Noe enough facts to answer. Obtian a defense lawyer ASAP. They can prove the charge in other ways such as BAC tests, under cerrtain conditions. And you may have defenses. Good luck.
Any response given is not to be taken as legal advice or to create an attorney client relationship.
Sorry to hear about your injuries, and I hope that your prognosis is good. As for the DUI, the fact that somebody else hit you does not absolve you of the charges. However, the circumstances under which the cop questioned you and then arrested you are unusual. I'd suggest hiring a local DUI attorney. Good luck.
You can be charged. The real question is can you be convicted? You need to consult with an experienced DWI attorney to go over all of the evidence as well as possible defenses. Good luck.
First, this is the greatest post I have ever seen on avvo. Second, neither blow is going to be admissible in court. They have to use an ECIR/II or take your blood. Portable blowing doesn't count.
The information provided by Attorney Matthew V. Silva is based upon the generic and ambiguous facts presented in short questions. Without a full consultation with an attorney, you should not rely upon any information presented in this forum. The intricate facts of every case are different. The information provided is not legal advice and should not be the basis of any decision without the actual guidance of an attorney. Further, any information provided by Attorney Matthew V. Silva should not be perceived as a willingness to represent you or actual representation. If you would like to speak with Attorney Matthew V. Silva, please call Silva and Sweet, PLLC at 910-333-9833 or visit www.silvaandsweet.com.
If you've been given a citation, you have been charged with DWI. Whether you can be convicted based on the evidence the officer gathered and whether it is admitted at trial is now your primary concern.
An officer can attempt to gather evidence while at the hospital. The portable breath test he had you blow into is not admissible at trial to prove your actual Blood Alcohol Content, but it may be admissible to indicate that your breath was "positive" or "negative" for alcohol. Since he charged you, the officer will likely testify that he administered the PBT and you tested "positive" for alcohol. That alone is not enough to prove the per se requirement of having a BAC of .08 or greater, but it may be enough to convince a judge or jury that you were "appreciably impaired" under the statute.
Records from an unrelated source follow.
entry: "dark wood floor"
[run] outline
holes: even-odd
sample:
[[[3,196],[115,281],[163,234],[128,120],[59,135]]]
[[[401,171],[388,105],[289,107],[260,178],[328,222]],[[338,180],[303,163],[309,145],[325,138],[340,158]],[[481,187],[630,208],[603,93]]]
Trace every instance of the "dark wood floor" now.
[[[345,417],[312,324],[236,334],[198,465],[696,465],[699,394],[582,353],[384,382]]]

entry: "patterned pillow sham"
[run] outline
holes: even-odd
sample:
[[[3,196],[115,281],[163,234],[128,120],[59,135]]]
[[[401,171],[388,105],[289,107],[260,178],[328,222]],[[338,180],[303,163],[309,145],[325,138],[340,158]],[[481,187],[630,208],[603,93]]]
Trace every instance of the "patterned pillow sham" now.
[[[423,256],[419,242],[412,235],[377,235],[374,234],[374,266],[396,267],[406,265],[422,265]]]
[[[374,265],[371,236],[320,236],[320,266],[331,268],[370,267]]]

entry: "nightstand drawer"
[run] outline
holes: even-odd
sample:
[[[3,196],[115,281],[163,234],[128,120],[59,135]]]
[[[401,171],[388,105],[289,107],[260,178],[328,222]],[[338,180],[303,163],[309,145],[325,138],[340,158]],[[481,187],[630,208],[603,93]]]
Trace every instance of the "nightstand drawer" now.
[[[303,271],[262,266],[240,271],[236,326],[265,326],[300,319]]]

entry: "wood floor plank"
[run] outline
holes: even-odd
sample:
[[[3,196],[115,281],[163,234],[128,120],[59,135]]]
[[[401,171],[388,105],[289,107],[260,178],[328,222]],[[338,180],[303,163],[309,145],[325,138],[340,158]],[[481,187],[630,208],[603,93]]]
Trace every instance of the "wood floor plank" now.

Since you were in the hospital, it is likely that the hospital drew blood at some point. The State may seek to obtain that blood from the hospital. The officer might also have requested a blood draw from which he intends to gather evidence of your per se impairment. Someone will ultimately have to analyze that blood and test it and results of your BAC should be available. You have a right to confront witnesses against you under the 6th Amendment. There is favorable caselaw that says you have a right to have the analyst present to testify at trial. Talk to an attorney in your area about these rights and determine the best way for you to prevail.
There are several issues that require thorough and detailed analysis in your case. You need to speak to an experienced DWI attorney in your area and make sure all the issues have been considered. Blood cases are highly complex. The consequences of a DWI can be severe. Seek qualified assistance.
Best of luck to you in your case and in your recovery.